On May 27, strange fungi were in abundance in Battistone Hall at Marymount of Santa Barbara. Bacteria threatened to burst from Petri dishes. Dead roses floated in mysterious substances. Fruits and vegetables emitted electrical waves, and handmade roller-coasters sent projectile marbles.
At the pool, the eighth-graders’ ROVs (remote operated vehicles) negotiated the watery depths. In the elegant Marymount Tea House, trout decided whether they preferred hip-hop or country music and then debated over colors. In the Multipurpose Room at the center of Marymount’s campus, strange green shoots burst forth from dark soil, and delicate roots took firm hold of their new environments.
Science in all its glory took over Marymount’s campus at this year’s Science Discovery Day. You might call the event a science “mutiny” except for the fact that all of the creative, carefully documented, substantiated, measured and hypothesized craziness happened with the express permission of — even enormous help from — Marymount science teachers Rodney Lee, Tim Pearson and Jannine Tuttle and the outstanding Lower School teachers in kindergarten through fourth grade.
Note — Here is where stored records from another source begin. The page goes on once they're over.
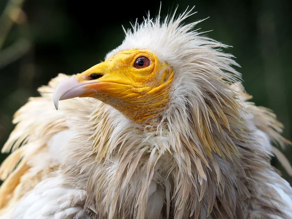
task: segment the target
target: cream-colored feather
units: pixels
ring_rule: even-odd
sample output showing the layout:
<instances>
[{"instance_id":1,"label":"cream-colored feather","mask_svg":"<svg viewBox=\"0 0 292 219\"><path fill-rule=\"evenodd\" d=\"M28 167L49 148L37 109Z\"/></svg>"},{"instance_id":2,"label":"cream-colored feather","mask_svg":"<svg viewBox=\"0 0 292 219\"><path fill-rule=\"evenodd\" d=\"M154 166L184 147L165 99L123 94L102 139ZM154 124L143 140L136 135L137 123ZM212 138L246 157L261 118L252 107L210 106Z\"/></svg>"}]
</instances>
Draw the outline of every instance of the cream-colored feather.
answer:
<instances>
[{"instance_id":1,"label":"cream-colored feather","mask_svg":"<svg viewBox=\"0 0 292 219\"><path fill-rule=\"evenodd\" d=\"M94 98L55 110L62 74L16 113L0 218L292 218L292 188L270 164L272 142L289 143L281 125L248 102L226 46L182 24L191 15L147 18L107 56L148 50L173 69L167 107L147 121Z\"/></svg>"}]
</instances>

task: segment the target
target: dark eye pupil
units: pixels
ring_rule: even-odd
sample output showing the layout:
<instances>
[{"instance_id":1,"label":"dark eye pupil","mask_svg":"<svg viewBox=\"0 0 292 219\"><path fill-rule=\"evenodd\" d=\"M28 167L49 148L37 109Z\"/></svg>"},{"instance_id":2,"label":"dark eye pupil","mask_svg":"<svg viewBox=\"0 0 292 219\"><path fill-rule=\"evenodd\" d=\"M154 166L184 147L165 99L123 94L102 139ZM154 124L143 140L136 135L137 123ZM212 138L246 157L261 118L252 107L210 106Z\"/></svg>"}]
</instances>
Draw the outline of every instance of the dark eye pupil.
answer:
<instances>
[{"instance_id":1,"label":"dark eye pupil","mask_svg":"<svg viewBox=\"0 0 292 219\"><path fill-rule=\"evenodd\" d=\"M137 64L139 66L143 66L144 65L144 61L142 58L139 58L137 60Z\"/></svg>"},{"instance_id":2,"label":"dark eye pupil","mask_svg":"<svg viewBox=\"0 0 292 219\"><path fill-rule=\"evenodd\" d=\"M150 64L149 58L145 56L140 56L136 59L133 67L137 69L144 69L149 66Z\"/></svg>"}]
</instances>

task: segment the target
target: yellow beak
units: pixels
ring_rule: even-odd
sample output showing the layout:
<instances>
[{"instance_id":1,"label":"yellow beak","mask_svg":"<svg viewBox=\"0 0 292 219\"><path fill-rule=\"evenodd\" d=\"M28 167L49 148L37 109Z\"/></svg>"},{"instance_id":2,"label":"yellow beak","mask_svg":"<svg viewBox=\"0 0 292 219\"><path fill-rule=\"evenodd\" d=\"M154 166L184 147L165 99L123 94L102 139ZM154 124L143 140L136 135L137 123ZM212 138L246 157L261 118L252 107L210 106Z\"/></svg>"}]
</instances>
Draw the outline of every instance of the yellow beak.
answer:
<instances>
[{"instance_id":1,"label":"yellow beak","mask_svg":"<svg viewBox=\"0 0 292 219\"><path fill-rule=\"evenodd\" d=\"M56 109L58 110L59 100L91 96L96 93L106 92L110 89L109 84L112 83L98 80L99 77L107 74L108 68L108 62L105 61L60 83L53 94L53 101Z\"/></svg>"}]
</instances>

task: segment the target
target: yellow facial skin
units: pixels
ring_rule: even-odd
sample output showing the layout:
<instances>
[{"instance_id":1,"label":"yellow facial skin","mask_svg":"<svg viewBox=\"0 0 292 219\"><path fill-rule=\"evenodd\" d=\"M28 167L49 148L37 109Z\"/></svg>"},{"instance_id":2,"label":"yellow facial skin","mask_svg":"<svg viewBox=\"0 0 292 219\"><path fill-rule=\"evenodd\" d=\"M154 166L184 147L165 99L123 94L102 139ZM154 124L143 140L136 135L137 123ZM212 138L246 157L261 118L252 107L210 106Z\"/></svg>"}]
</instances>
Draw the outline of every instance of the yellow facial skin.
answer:
<instances>
[{"instance_id":1,"label":"yellow facial skin","mask_svg":"<svg viewBox=\"0 0 292 219\"><path fill-rule=\"evenodd\" d=\"M150 60L149 66L137 69L138 57ZM98 78L94 79L97 74ZM102 76L101 75L102 75ZM109 104L127 117L141 122L164 108L169 100L173 72L152 52L138 50L121 52L75 77L86 84L79 96L91 96Z\"/></svg>"}]
</instances>

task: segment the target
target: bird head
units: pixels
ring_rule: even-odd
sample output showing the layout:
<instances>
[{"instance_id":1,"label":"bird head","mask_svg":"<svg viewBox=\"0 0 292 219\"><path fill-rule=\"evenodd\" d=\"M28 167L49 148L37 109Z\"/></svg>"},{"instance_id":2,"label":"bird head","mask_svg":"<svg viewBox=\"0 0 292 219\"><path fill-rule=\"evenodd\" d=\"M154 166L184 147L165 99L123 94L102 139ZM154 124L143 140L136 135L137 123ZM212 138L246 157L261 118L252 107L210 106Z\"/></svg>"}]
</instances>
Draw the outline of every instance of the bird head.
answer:
<instances>
[{"instance_id":1,"label":"bird head","mask_svg":"<svg viewBox=\"0 0 292 219\"><path fill-rule=\"evenodd\" d=\"M239 76L231 67L236 63L220 51L225 45L193 30L201 21L182 25L193 14L187 10L135 24L104 62L59 84L56 108L59 100L91 97L143 122L187 105L207 111L206 102L218 97L225 101L226 88Z\"/></svg>"},{"instance_id":2,"label":"bird head","mask_svg":"<svg viewBox=\"0 0 292 219\"><path fill-rule=\"evenodd\" d=\"M154 53L123 50L61 83L54 101L57 106L59 99L92 97L136 122L144 121L167 106L173 76L172 68Z\"/></svg>"}]
</instances>

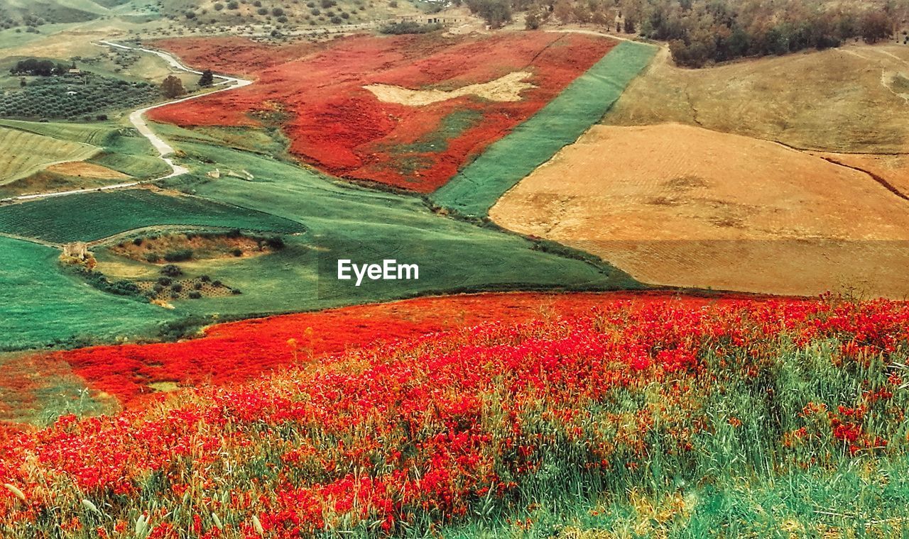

The word “mutiny” should be replaced with “celebration.” This year’s Science Discovery Day at Marymount of Santa Barbara was indeed a celebration.
Students paired up with their school buddies. Fifth-graders locked elbows with kindergartners, and seventh-graders with third-graders, etc., to discover and enjoy the student-created science projects. Parents were in abundance, too, and were poking, sending off projectile marbles, and expressing surprise and delight alongside the students.
Marymount’s Science Discovery Day is an event that the school has hosted for seven consecutive years and is the culmination of months of work and study in science. The event has interactive displays and experiments. Visitors can participate. There are also quiet displays that demonstrate careful scientific process and discipline.
“Our fifth-graders utilize an experimental design process and are tasked with forming a testable question which can then be answered via the results garnered from their experiment. It’s fun, but serious science whereby they not only have fun running their experiments, but also incorporate the use of scientific tools, take careful observations, and record their quantitative and qualitative data,” Lee said.
“I loved my third-grade buddy’s demonstration of her lever and pulley system,” a Marymount seventh-grader said. “I have experienced two Marymount Science Discovery Days, and I can’t wait for next year’s. ROVs, here I come!”
— Molly Seguel is the director of admissions for Marymount of Santa Barbara.